Una hora después, vamos todos en el auto camino a la comisaría, a excepción de Will, encargada de recoger a los niños en el colegio, pues Yiza está en una conferencia en otra ciudad desde hace algunos días, según me han dicho. En el trayecto Jean, quien lleva el volante, me obliga a narrarle los últimos siete meses.
— ¿Tú dónde estabas mientras tanto Andrew? ¿Dónde estabas mientras mi hermana se escondía como una rata, lejos de su familia? ¿Por qué no dijiste nada?
—Había un matón siguiéndome a todas partes, vigilando cada paso que daba. Si les hubiese dicho tu hermana no estaría con nosotros ahora.
—Andrew es una víctima más Jean, créeme.
Me brinco toda la parte de la puñalada en el muslo. Mi hermano no entiende de razones, acabaría pegándole también a Andrew, quien además recibió el mismo entrenamiento que yo y que por tanto, sabe cómo defenderse. No, contarle no acabaría bien. Tendría que explicarle muchísimos detalles que me llevarían a decir que su vecino, Camel, asesinó a nuestro padre, quien era su hermano mayor.
— ¿Y el revólver mamá, de dónde lo has sacado? —sigue Jean.
—Era de tu padre.
— ¿De mi padre, por qué tendría papá un arma en casa? ¿Qué es lo que no me estáis diciendo? Quiero la verdad Galilea, tú lo sabes todo.

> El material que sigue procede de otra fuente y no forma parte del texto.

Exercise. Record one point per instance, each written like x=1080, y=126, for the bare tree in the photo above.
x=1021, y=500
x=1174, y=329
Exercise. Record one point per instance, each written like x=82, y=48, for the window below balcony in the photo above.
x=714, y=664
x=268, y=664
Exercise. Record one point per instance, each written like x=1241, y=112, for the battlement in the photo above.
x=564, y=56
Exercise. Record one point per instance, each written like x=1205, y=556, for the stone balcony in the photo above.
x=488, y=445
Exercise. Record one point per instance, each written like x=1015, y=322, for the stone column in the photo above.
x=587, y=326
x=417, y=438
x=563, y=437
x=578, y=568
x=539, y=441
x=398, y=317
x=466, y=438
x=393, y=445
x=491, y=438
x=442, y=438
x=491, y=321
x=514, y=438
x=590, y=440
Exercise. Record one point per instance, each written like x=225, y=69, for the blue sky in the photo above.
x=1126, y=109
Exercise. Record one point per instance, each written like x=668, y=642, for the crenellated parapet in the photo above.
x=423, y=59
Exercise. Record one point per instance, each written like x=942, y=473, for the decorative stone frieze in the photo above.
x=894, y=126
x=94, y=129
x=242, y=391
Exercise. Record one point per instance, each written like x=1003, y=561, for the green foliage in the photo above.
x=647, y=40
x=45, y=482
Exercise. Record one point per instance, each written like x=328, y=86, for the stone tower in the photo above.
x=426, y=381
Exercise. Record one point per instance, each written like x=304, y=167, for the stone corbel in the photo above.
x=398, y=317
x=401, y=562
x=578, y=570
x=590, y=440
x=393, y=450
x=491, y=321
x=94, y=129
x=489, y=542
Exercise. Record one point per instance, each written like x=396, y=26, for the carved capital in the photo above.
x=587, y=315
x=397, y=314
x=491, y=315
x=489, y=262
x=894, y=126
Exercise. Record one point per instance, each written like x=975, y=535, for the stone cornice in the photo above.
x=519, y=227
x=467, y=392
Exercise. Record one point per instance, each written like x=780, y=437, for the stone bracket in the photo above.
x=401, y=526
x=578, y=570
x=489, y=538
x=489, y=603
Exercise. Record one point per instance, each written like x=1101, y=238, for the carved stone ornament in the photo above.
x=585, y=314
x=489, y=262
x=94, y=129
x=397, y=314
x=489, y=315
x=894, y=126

Accedo a contarle algunas cosas, evitando mencionar a Camel, pues sería demasiada información y ya se ha involucrado más de lo debido. Andrew coge mi mano, sabe que no puedo decirles todo aunque desearía hacerlo. Decido abreviar la historia, cuidando cada una de mis palabras hasta concluirla. Me he callado casi todo en realidad, pero es mejor así.
— ¿Te has ganado otra multa? —pregunta el oficial de guardia. Ha pasado tanto tiempo desde aquella noche que no puedo creer que se acuerde de mí.
—Estamos aquí para hacer una denuncia —interrumpe mi madre.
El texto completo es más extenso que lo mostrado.